Training in Addressing Patient Mental Health

Innovation is needed (e.g., online courses) to address the lack of appropriate specialty staff to provide adequate training to veterinary students to allow graduate veterinarians to protect welfare and relieve (mental) suffering, as required by the veterinary oath. Veterinary medicine, as with human medicine, has historically seen mental health as separate from physical health. However, humans have mental health practitioners while animal mental health is pretty much completely neglected. Veterinarians serve as animal dentists as well as animal doctors, and we need to take on the role of animal psychologists/psychiatrists, too. Not every vet needs to be a specialist in this area. As with other specialties, practitioners just need a basic education, and they can then refer patients to specialists. To some extent, the need for mental health care is addressed (primarily in dogs and cats) by DACVBs. DACAWs can also help with patient mental health/welfare. However, we need more such specialists, because there are not enough to provide the basic education of students in every veterinary school. Therefore, the COE needs to consider how innovation can address this need. Perhaps, an online course can be developed for students at schools that don't have appropriate specialists on staff. As was noted by Dr. Kipperman, the AVMA Oath now requires veterinarians to swear to devote their skills to "the protection of animal health and welfare", as well as "the prevention and relief of animal suffering." Without appropriate training, veterinarians do not have the skills to protect welfare or relieve mental suffering. As a profession, we need to use innovation to address that lack.

Accreditation must require welfare and behavior curriculum

Veterinarians promise in their oath that they will take care of animal welfare, but no education on animal welfare and behavior is required for the accreditation of veterinary schools. The study of welfare and behavior must be part of the core curriculum. Behavior health problems are a leading cause of rehoming and euthanasia in small animals, and a public health problem (i.e. dog aggression), but they are not considered part of the fundamental curriculum. Large animal welfare is essential in farming, transmission of zoonoses, public health, food quality and safety... and is virtually ignored in the vet curriculum. Please revise the accreditation requirements accordingly.

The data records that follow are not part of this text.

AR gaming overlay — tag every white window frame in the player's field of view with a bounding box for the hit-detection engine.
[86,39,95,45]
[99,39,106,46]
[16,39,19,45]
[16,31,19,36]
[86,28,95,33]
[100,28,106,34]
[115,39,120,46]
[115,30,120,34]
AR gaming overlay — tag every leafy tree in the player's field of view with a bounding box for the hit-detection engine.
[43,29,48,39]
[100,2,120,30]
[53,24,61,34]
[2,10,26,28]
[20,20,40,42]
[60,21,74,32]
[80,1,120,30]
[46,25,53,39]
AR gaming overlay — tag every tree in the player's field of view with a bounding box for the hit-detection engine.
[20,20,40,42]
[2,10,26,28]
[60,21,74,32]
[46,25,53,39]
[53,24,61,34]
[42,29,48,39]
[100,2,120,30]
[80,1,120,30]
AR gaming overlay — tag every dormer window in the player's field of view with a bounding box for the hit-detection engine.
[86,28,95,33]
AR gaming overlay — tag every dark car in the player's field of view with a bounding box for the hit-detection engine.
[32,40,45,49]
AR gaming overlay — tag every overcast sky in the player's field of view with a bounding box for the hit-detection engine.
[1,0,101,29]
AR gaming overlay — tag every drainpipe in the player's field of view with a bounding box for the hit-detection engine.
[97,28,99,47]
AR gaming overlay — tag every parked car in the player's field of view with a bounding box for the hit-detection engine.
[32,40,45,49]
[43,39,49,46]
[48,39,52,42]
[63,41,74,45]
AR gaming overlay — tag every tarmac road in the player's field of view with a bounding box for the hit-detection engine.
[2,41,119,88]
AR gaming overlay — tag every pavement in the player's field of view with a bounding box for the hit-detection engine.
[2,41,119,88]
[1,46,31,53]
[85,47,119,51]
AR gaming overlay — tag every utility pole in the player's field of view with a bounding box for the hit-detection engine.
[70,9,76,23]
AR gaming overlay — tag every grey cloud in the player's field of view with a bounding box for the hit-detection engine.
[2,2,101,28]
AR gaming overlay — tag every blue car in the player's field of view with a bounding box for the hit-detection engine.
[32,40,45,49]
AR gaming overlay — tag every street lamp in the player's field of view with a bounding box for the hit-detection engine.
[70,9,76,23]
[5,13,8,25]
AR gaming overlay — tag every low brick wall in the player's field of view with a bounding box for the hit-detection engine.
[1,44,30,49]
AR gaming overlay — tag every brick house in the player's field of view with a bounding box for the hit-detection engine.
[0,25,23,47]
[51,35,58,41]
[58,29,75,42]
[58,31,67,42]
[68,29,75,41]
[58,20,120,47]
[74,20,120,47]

Margaret M. Duxbury DVM, DACVB
June 16, 2023 Permalink

Strategic planning - Behavior is essential

I am so glad you are planning the veterinary curriculum to prepare our future veterinarians -- and appreciate that you are open to comments.

Veterinary behaviorists need to use their entire veterinary degree to properly assess and diagnose cases; medical conditions frequently have behavioral signs such as anxiety, fear of noises or isolation, house soiling or aggression as the sole signs of a medical condition. Veterinarians are asked more questions about behavior than many other topics, and it is essential that they know how to address these issues without causing more harm, for example for missing a medical contributor, failing to prescribe or adequately manage life changing behavior medications --- or as commonly happens, by sending them to a trainer they have not personally vetted, that they don't know how to vet properly, that makes what is often a physiological problem far worse with aversive based training. It is important that veterinary students receive foundational coursework taught by a behavior qualified veterinarian (eg. veterinary behaviorist or DVM with advanced scientific training in behavior (vs a trainer or other with no medical background), and whenever possible gain clinical experience in order to apply the knowledge effectively.

Many decision makers at Universities have not themselves had enough behavior education to understand its importance. If anyone working on strategic planning wishes to see for themselves how important clinical behavior knowledge is to veterinarians, you may contact me directly and I will do my best to arrange a clinical experience with a Diplomate of the American College of Veterinary Behaviorists near you.

Thank you for your consideration!


DEI programming needs to be incorporated into all standards. This needs to be considered an operational necessity.